One way or another, it looks like distributed categorization is going to really take off, and soon. There's just too much chatter going on about how to implement it for it not to happen pervasively.
Let's start by summarizing the stuff that I've already posted on the topic:
- I quoted John Udell on how Flickr and de.licio.us use tight feedback loops to show users how their tagged item fits in with the universe of items that share the same tag
- I pointed out how Stephen Downes created a meme tracker using a method that Martin Terre Blanche refers to as "shibboleth."
- I suggested that a meme-tracking system could be created in which URLs function as tags and a Bayesian filtering system could help identify overlaps in tagging systems.
This morning I found a slew of pages all sniffing around roughly the same idea space:
- Gunnar Langemark points to Carrick Mundell's post on how he would love to have a plug-in for his blog that gathers "related posts" from other blogs besides his own.

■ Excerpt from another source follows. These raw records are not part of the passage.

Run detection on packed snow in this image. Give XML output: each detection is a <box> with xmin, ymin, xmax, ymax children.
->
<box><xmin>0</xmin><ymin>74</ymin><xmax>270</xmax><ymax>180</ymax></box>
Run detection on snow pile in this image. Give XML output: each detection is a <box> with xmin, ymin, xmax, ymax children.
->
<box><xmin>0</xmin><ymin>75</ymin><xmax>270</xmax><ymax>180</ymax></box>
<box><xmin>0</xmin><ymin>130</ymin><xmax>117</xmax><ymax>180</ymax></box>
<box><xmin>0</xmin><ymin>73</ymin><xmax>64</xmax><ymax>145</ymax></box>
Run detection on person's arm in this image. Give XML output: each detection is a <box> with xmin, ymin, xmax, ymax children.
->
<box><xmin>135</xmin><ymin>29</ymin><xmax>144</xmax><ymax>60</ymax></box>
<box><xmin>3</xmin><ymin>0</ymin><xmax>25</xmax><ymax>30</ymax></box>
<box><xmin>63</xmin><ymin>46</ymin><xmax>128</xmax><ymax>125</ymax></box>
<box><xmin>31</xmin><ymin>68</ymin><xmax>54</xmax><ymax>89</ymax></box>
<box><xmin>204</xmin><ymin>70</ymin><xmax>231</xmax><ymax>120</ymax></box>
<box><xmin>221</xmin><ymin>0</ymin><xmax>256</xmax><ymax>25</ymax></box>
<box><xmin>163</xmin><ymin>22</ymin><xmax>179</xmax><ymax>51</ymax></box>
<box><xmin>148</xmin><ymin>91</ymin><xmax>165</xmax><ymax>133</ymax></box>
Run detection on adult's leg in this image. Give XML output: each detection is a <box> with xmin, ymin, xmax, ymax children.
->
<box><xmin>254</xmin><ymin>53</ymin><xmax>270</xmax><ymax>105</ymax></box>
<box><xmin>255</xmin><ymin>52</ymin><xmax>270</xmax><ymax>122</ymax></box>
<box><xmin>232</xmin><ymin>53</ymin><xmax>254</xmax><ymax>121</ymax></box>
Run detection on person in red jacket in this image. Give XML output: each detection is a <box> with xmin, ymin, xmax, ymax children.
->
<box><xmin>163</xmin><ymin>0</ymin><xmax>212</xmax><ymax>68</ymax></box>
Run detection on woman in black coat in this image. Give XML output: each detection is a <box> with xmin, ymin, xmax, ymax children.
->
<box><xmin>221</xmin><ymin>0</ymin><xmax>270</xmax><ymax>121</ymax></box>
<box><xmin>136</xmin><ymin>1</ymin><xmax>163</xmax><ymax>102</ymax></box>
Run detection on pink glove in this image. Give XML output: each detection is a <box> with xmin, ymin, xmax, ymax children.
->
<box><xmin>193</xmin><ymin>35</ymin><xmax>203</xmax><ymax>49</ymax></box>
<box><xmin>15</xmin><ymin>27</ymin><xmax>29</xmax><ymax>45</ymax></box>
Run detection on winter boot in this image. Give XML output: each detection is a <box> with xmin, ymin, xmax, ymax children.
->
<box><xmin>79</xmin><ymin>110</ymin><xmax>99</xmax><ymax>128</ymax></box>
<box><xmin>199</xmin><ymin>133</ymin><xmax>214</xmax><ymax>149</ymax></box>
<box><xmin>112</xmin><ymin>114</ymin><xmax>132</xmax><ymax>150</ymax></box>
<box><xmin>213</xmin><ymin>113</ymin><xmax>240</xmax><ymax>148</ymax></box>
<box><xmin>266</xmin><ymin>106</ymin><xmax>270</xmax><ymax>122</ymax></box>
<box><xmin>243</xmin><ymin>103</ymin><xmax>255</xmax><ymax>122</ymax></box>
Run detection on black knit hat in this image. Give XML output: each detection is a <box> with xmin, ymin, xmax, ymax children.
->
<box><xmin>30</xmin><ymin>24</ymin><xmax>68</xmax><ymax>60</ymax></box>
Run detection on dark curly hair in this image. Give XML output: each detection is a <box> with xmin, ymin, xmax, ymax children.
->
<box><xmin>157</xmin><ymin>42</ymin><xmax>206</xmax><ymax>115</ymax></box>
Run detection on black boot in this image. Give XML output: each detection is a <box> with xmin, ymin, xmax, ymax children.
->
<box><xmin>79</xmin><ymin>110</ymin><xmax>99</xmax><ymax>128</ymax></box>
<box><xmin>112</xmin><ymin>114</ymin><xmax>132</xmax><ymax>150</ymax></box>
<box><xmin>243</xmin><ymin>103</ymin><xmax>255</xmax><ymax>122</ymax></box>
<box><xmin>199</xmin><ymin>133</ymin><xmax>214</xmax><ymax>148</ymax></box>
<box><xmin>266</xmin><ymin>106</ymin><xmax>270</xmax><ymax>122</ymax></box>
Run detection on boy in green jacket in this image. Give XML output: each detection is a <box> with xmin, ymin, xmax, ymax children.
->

- Langemark, while pointing to Carrick's post, also refers to Drupal, an Open Source content management system with some blogging features. I'm not sure what he had in mind, but it might be the feature called "site cloud," which appears to track similar sites. (I can't give you the details because I got a "permission denied" error when I tried to look at the details page.)

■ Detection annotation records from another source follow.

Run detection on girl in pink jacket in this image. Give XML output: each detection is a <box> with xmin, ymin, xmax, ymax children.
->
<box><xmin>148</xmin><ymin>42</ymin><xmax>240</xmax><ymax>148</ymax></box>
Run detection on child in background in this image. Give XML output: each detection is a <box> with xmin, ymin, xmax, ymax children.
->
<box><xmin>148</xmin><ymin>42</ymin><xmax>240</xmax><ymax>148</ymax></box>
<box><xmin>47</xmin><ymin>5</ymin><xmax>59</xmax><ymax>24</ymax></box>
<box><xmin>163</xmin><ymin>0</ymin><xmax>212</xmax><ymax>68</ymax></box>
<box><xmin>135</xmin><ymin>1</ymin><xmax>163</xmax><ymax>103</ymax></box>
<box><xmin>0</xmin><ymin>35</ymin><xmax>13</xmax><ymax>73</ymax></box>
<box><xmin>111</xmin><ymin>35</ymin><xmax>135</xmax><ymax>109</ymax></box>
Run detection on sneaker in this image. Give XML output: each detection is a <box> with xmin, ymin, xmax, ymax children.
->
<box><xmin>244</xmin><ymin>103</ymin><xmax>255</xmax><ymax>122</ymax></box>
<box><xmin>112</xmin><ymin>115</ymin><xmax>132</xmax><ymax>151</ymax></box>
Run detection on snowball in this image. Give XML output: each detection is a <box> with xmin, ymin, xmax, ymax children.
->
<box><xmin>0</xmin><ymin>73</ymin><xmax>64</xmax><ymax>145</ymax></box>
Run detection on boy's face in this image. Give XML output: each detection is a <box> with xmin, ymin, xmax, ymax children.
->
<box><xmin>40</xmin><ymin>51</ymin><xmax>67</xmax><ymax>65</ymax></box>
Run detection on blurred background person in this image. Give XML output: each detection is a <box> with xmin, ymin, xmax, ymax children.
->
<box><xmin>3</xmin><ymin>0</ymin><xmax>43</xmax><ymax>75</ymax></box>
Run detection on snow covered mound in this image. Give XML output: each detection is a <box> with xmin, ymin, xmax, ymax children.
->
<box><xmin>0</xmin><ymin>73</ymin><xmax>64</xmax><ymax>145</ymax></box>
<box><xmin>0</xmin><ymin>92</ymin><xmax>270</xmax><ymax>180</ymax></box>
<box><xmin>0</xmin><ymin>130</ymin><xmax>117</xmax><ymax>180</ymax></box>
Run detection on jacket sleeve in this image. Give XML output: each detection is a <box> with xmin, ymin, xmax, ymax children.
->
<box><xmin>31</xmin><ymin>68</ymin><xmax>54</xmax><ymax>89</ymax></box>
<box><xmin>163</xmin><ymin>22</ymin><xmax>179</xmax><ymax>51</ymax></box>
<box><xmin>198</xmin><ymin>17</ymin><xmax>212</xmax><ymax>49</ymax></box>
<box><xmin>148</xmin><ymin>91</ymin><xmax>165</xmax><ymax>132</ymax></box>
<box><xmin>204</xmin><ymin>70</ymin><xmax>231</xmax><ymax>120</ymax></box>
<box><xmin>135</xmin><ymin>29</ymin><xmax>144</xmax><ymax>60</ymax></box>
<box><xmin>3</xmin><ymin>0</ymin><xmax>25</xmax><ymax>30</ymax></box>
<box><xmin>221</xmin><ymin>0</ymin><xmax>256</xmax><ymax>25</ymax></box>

- In the comments on Mundell's post, a reader notes that something called "WayPath" does what the author is looking for in the Movable Type blogging system. I couldn't verify this because, as of this writing, the WayPath site (http://www.waypath.com) appears to be down.
- Another comment on Mundell's post points to a post on the Aquarionics blog about something the blogger calls "Threadnaught," which has a more centralized model with something like a DMOZ categorization system where blogs could ping their categories via XML-RPC.
- The same Aquarionics post notes that Topic Exchange implements his idea, although "nobody uses it." (I can see why; the implementation is horribly awkward.)
So there's a lot going around this idea. It will be interesting to see what comes of it.